Se eu pudesse, seria
já hoje vacinado com uma das duas vacinas que outros (particulares, mas também
governos) rejeitam. Repito: não sei se tal decisão resulta de uma opinião de
especialistas (ainda que parcial), ou do medo da opinião pública, que cada vez
mais surfa a onda da ignorância do momento, e o consequente medo de perder
votos. No entanto, perante o que nos é dado a conhecer, sei formar uma opinião
e é por isso que considero criminoso privar-nos a todos de uma vacina cuja
relação custo-benefício é escabrosamente benéfica. Se esta atitude fizer
jurisprudência no tribunal popular e não conseguimos ver isto então, de agora
em diante não conseguiremos ver nada: as decisões políticas passarão a ser
tomadas de acordo com a vontade de quem gritar mais alto.
Infelizmente, se não
se arrepiar caminho quanto a esta decisão, acredito que será a Economia a
forçar a que algum juízo entre nas cabeças dos decisores: Estados Unidos e
Reino Unido levam anos-luz de avanço face à União Europeia no que respeita à
percentagem de população vacinada. Quando as suas economias começarem a abrir
sem soluços, dado a sua população se ter aproximado da imunidade de grupo, e a
Europa continuar a reboque do histerismo negacionista ou da vingança brexitiana,
com confinamentos ao pé-coxinho enquanto milhões de trabalhadores vêem as suas
vidas definhar por contraponto com os daqueles países que no momento-chave não
abandonaram a vacinação, então o desespero levará a que valha não só a
AstraZeneca ou a Janssen, mas também a Sputnik V, a vacina Chinesa, chá de raíz
de embondeiro ou vapores de fezes de rato-esquilo.
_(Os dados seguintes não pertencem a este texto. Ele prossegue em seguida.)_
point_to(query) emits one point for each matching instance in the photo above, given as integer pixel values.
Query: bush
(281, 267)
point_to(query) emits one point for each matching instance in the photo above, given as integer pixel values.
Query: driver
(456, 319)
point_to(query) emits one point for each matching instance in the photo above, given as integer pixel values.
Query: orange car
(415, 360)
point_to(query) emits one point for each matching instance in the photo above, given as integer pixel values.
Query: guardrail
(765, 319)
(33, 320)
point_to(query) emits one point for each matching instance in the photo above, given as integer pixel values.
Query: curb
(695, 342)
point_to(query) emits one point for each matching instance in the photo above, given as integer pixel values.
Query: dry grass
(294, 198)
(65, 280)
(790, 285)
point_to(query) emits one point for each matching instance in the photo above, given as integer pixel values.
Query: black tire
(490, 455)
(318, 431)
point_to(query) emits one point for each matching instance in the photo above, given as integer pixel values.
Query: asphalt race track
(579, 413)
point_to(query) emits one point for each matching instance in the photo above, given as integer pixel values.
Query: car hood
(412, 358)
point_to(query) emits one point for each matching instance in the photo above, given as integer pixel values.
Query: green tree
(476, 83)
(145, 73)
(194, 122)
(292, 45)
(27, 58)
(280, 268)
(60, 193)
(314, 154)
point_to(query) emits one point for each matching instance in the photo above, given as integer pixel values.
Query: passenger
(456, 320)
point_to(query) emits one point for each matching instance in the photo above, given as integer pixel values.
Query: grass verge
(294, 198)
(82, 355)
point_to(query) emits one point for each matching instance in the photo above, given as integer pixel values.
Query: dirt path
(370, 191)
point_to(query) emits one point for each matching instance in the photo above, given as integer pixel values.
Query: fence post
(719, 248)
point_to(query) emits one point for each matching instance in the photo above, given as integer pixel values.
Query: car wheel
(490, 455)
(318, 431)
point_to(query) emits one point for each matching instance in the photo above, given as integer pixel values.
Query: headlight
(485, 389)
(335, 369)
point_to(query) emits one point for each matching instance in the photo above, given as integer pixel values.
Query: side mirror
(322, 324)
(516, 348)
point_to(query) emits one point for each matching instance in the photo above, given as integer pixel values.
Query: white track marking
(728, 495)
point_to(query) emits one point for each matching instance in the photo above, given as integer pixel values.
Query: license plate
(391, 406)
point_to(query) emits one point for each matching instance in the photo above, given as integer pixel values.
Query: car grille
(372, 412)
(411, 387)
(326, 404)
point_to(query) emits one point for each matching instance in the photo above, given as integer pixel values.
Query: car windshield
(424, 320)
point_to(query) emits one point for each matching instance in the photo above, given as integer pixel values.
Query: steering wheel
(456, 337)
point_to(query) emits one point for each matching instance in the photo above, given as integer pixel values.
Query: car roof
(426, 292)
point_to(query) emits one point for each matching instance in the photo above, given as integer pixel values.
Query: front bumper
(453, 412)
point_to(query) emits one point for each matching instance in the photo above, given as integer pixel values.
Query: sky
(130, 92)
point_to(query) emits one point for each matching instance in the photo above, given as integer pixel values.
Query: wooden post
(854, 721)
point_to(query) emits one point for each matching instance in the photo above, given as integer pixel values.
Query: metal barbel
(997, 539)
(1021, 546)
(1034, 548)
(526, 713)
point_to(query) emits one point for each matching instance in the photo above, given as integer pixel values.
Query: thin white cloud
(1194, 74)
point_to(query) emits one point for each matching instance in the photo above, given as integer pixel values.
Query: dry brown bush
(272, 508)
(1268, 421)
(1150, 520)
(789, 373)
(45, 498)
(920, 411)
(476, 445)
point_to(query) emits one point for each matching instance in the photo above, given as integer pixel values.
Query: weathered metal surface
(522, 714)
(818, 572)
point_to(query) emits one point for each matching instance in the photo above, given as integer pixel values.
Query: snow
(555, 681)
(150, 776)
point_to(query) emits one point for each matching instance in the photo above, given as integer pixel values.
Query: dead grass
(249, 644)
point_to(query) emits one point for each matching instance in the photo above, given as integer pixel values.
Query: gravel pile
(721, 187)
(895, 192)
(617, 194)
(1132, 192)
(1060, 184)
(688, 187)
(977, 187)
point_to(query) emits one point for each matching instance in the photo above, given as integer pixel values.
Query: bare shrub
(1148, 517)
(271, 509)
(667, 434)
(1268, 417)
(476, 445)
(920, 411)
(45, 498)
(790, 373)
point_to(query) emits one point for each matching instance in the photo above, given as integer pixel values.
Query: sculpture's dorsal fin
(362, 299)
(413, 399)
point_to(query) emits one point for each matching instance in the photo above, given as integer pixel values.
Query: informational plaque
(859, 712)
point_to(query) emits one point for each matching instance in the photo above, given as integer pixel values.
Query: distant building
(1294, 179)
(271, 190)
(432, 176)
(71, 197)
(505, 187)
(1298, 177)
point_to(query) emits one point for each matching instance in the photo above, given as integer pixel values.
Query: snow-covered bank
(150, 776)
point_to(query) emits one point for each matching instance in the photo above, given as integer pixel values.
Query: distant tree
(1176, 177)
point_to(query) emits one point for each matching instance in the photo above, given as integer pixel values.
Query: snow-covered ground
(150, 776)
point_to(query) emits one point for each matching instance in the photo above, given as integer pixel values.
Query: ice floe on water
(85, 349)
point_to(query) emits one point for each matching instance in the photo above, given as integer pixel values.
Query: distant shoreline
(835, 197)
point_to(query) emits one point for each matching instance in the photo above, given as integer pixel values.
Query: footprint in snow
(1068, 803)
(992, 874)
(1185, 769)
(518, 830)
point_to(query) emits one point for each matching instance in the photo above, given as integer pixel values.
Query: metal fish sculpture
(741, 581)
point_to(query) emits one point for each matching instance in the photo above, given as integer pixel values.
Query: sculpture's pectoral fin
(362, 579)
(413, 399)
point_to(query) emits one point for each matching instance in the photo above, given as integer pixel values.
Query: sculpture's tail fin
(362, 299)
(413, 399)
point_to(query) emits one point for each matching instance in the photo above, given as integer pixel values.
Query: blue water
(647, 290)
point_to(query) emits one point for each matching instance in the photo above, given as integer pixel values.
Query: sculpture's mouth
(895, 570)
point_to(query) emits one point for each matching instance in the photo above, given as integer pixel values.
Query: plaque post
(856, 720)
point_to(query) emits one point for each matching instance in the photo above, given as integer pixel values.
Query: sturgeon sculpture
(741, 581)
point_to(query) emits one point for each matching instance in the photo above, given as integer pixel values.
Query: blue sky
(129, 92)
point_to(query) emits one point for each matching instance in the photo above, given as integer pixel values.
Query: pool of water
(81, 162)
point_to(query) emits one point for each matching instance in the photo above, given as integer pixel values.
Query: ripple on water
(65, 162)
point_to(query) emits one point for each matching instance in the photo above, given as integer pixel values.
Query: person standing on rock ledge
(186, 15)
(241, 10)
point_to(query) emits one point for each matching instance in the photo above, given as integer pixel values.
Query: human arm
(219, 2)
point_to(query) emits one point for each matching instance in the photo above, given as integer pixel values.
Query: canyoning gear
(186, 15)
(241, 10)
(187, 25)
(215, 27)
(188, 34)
Não sei se será tarde demais
para recuperar os empregos e a actividade económica que entretanto se perderam,
mas será seguramente tarde demais para recuperar as vidas que, por lhes ter
sido negado o direito a poderem escolher tomar uma vacina “encostada” por
critérios enviesados, não resistiram; essas e as outras: a sobremortalidade
não-covid foi, à data que escrevo, em Portugal, de 30%, isto é, do excesso de
mortos no país, num ano que levamos de pandemia, cerca de 30% nada têm a ver
com covid mas sim com tratamentos, diagnósticos e/ou acesso a consultas ou
outros cuidados de saúde que deixaram de ser feitos.